Abstracting, in the context of Korzybski’s model, refers to physio-neurological processes that occur on non-verbal and verbal levels. From the world of energy stimulations that envelope us, our nervous systems abstract (or select, choose, pay attention to, etc.) only a fraction. From these partial, incomplete, and fleeting sensations, the nervous system must construct our conscious or aware experiences by matching patterns of stimuli with the brain’s ‘database’ of previous experiences.

Abstraction process: Structural Differential

Alfred Korzybski developed this diagram in the 1920’s as a means to visualize the abstracting process.

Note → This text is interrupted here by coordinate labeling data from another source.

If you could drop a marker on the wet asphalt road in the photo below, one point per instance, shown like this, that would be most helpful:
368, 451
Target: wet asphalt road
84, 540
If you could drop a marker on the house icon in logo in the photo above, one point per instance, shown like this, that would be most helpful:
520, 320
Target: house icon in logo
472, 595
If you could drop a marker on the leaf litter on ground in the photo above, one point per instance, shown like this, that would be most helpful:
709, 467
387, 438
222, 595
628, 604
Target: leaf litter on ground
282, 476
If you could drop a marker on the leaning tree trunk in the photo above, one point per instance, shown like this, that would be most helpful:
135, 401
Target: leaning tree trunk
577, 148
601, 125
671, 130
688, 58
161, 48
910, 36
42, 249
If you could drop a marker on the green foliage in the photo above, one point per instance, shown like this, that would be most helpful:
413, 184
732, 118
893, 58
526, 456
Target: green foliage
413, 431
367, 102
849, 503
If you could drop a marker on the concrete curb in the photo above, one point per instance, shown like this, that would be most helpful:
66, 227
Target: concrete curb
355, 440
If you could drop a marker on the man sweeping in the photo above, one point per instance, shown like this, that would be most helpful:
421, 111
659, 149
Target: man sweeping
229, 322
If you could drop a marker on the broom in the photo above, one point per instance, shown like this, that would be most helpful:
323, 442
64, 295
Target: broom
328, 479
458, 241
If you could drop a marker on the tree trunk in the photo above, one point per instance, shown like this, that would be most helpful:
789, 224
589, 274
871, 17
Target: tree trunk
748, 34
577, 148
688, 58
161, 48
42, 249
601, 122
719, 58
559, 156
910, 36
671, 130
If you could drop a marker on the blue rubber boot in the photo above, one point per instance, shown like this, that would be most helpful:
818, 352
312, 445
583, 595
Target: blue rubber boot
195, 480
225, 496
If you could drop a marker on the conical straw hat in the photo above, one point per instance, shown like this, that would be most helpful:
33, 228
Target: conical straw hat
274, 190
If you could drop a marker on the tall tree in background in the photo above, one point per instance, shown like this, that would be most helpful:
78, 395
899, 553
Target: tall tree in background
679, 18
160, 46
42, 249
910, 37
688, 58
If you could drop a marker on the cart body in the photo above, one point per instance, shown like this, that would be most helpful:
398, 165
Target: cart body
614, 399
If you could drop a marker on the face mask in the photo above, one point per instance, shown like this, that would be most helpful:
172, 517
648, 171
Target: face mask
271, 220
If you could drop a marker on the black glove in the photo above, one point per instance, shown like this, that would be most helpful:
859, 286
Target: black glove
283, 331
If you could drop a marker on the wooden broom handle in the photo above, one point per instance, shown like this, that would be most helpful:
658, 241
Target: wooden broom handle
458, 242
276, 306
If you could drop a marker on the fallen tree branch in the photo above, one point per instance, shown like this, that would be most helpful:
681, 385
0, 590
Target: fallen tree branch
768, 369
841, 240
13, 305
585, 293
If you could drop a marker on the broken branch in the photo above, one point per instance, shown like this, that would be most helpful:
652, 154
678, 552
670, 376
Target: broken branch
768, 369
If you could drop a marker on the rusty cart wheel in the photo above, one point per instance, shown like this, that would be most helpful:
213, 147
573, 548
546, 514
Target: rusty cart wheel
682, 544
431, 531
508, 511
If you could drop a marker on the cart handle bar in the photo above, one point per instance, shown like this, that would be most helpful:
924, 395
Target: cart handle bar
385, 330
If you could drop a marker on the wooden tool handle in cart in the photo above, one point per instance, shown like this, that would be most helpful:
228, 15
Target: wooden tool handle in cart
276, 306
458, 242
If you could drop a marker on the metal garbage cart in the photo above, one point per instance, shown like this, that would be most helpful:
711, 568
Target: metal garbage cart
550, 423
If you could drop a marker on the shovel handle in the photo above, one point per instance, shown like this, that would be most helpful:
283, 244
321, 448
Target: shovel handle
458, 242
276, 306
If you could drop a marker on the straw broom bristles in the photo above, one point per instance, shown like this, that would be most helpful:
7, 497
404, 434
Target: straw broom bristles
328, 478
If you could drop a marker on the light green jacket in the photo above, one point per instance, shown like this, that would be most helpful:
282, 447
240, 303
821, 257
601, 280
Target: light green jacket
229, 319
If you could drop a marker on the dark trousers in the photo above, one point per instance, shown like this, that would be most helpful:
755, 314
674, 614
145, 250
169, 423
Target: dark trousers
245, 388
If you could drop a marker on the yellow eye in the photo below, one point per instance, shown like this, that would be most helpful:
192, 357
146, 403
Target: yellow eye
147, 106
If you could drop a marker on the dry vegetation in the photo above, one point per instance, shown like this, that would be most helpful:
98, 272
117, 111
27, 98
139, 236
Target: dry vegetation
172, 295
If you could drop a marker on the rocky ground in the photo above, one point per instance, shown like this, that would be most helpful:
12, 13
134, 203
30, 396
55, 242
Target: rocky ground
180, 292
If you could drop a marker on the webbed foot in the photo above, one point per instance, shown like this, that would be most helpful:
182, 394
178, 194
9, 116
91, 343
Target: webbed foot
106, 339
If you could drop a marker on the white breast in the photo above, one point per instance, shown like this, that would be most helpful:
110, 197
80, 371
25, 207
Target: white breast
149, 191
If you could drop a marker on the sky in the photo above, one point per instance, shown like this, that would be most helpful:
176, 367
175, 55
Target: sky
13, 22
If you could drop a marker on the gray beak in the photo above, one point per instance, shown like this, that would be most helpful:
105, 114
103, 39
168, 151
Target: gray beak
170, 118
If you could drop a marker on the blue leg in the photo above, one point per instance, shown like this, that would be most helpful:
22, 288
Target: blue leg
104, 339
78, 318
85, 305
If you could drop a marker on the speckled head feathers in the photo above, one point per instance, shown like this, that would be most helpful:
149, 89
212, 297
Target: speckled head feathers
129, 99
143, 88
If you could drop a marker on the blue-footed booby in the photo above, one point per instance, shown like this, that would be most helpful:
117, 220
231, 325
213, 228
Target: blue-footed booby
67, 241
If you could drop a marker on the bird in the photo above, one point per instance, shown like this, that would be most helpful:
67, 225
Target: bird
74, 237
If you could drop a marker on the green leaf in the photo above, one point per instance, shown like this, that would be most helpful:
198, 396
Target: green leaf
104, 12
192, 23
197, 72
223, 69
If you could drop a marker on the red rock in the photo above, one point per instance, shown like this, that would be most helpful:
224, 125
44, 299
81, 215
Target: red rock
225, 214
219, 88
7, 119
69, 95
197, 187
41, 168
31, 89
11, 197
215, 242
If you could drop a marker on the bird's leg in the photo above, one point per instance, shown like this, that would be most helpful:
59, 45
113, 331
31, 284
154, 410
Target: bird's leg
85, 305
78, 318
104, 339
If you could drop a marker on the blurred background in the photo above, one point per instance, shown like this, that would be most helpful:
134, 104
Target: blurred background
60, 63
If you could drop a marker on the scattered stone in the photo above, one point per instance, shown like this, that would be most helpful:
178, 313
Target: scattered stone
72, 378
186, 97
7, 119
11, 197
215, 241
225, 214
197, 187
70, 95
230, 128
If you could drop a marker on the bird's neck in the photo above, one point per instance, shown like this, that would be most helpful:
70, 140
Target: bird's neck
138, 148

The parabola represents an environment (the world around us) consisting of innumerable characteristics or events. Only some of these characteristics can be detected by human senses. These initial sensory data are further abstracted and transformed as the nervous system/brain recognizes and associates the data with a word or label. The tag below the circle represents the Descriptive (verbal) level of abstracting.

From descriptions of events we form inferences, assumptions, opinions, beliefs, etc., by generalizing this experience with our past experiences. And we can continue, indefinitely, to forming ferences from inferences,. which may then be subsequently recalled in future experiences.


Something happens (Event);

I sense what happens (Object);

I recognize what happens (Description);

I generate meanings for what happens. (Inferences)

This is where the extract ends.